Genuine progress has been made and improvements found on the team’s LADA Granta Sport WTCC over the course of the year, and the Togliatti-based LADA Sport team is firmly established as a regular points finisher, as the world’s premier touring car championship arrives on Japanese soil for Rounds 21 and 22 – the penultimate race weekend on the calendar.
We’ve already seen what can be achieved and I want to taste more success.
Located 50km South West of Nagoya, the Suzuka circuit has been the scene of many historic and iconic events and incidents that have gone down in motorsport folklore, giving the track a mystical and iconic status that makes it a favourite among both fans and drivers.
After three years of racing on Suzuka’s abbreviated 2.2km ‘East’ configuration, which provided very few overtaking opportunities, the WTCC will take to the full 5.8km Suzuka International Circuit used for the Formula 1 Japanese Grand Prix for the very first time this weekend.
LADA Sport’s trio of drivers – Rob Huff, James Thompson and Mikhail Kozlovskiy – are all relishing the opportunity of racing on the full-length Suzuka circuit and are targeting more strong points finishes on a track where long straights and protracted turns place the emphasis on aerodynamic efficiency.

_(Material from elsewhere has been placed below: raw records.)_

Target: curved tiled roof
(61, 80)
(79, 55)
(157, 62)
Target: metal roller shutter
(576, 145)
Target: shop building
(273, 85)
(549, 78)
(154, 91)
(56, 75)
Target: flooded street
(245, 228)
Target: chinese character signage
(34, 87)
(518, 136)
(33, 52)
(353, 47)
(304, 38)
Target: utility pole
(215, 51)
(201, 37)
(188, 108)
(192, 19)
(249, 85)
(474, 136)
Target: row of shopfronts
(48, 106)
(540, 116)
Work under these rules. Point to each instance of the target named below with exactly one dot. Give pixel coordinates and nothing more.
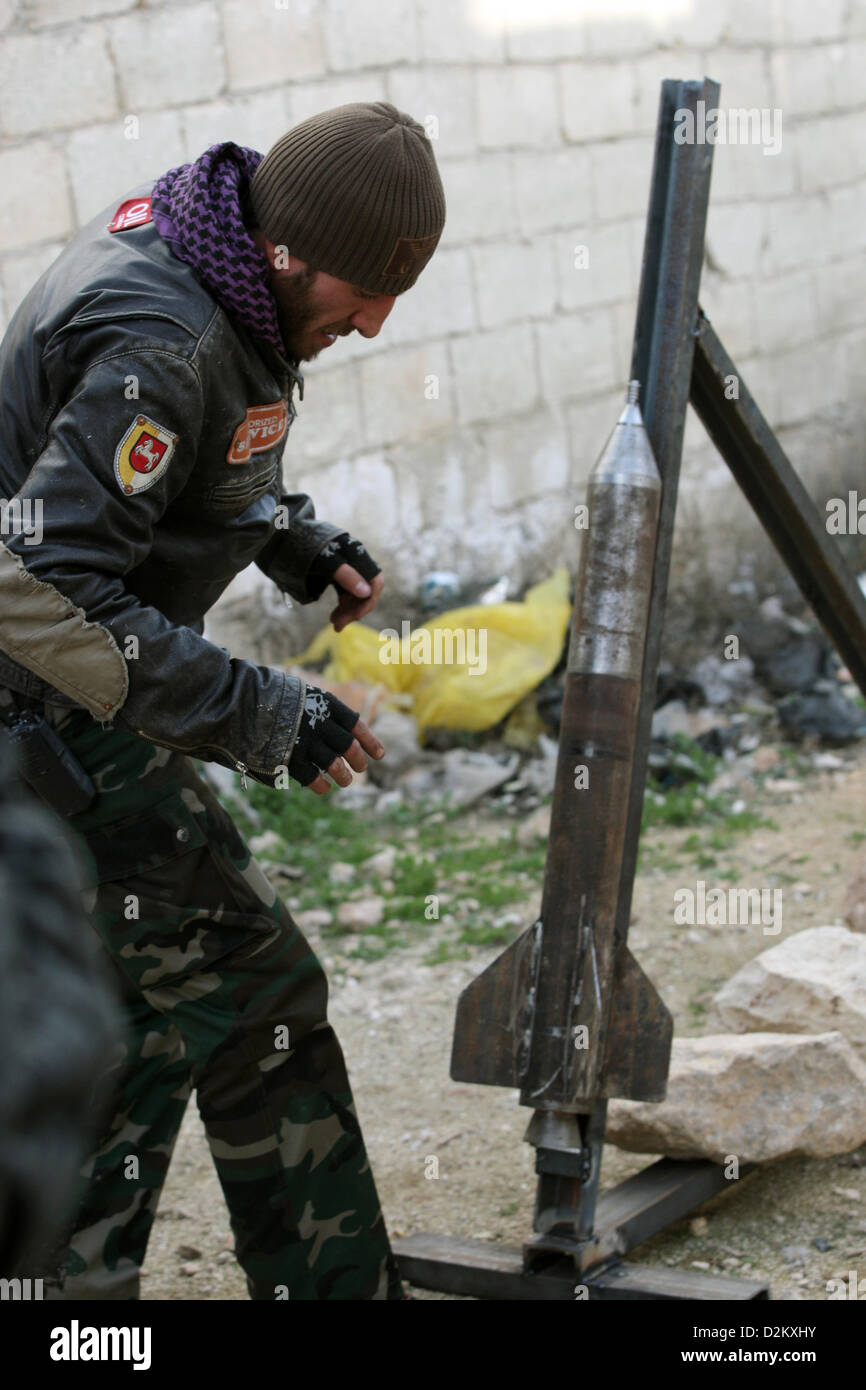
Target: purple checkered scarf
(196, 210)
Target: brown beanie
(353, 192)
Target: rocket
(566, 1014)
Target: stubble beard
(296, 310)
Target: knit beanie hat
(353, 192)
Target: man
(146, 391)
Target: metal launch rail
(570, 976)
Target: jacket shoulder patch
(142, 455)
(134, 211)
(263, 427)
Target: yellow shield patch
(142, 455)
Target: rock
(534, 827)
(854, 906)
(362, 913)
(755, 1096)
(826, 712)
(469, 776)
(672, 719)
(382, 863)
(540, 773)
(313, 919)
(795, 666)
(341, 873)
(763, 759)
(268, 845)
(723, 681)
(399, 734)
(813, 982)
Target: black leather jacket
(141, 441)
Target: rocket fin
(640, 1033)
(495, 1016)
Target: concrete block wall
(462, 435)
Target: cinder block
(406, 394)
(328, 421)
(41, 210)
(809, 381)
(553, 191)
(515, 280)
(651, 70)
(369, 35)
(577, 356)
(452, 31)
(729, 302)
(590, 426)
(597, 264)
(802, 79)
(438, 305)
(795, 234)
(840, 295)
(528, 458)
(43, 14)
(20, 273)
(548, 35)
(480, 198)
(620, 178)
(620, 35)
(847, 66)
(734, 236)
(495, 373)
(305, 99)
(786, 312)
(749, 24)
(168, 56)
(598, 99)
(744, 77)
(845, 220)
(829, 152)
(104, 164)
(273, 46)
(806, 22)
(256, 121)
(36, 92)
(744, 171)
(442, 100)
(439, 481)
(517, 107)
(359, 492)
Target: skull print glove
(324, 734)
(342, 549)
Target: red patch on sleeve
(132, 213)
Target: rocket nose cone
(627, 456)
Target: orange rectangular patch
(260, 428)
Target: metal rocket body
(558, 1015)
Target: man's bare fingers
(339, 772)
(367, 740)
(319, 786)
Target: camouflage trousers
(223, 995)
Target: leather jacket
(141, 441)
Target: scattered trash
(827, 713)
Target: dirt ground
(395, 1019)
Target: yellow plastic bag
(464, 669)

Rob Huff said: “I cannot wait to get out on the Suzuka International Circuit, as it’s a legendary racetrack with lots of iconic corners, including the two Degner turns, Spoon Curve and the flat out 130R! It really is a magical place and the show will be much better on the longer Grand Prix layout, although I’m not expecting it to play to the advantage of my LADA Sport team, as the lengthy straights and long corners mean it’s all about aerodynamics and having a high top end.
“Qualifying won’t be as essential as it once was at Suzuka. Being so short, tight and twisty, the Suzuka East Circuit was one place where you really needed to get your act together quickly. Three tenths of a second would be the difference between lining-up in fifth or 15th on the grid and, as overtaking is almost impossible, you could pretty much write off your weekend if you didn’t get up near the sharp end. I’m hoping for better fortunes that I had in Shanghai and to break into the top ten, with the view of nabbing the reversed grid pole position. We’ve already seen what can be achieved and I want to taste more success.”
James Thompson added: "I think that the first and second sectors of the track may be good for us due to the fact it's quite twisty with medium speed changes of direction and not very high top speed, but I think the last part could be very difficult like Shanghai as it's much higher speed. Overtaking wise there should be quite a few opportunities so it could be a fun race and probably hard on tyres. Definitely, it's a lot more interesting than last year’s short track, I think it's much more demanding and I'm very much looking forward to the challenge! I expect really spectacular, action-packed races in Suzuka!”
Mikhail Kozlovskiy: “Suzuka circuit is a legendary racetrack. I am really looking forward to race at the full version of this track. The first sector is a very technical one, the second and the third sectors are quite fast, and the track offers a variety of corners, including famous 130R, so it will be very interesting to drive here. The short 2.2km track was not interesting enough and provided little overtaking opportunities.”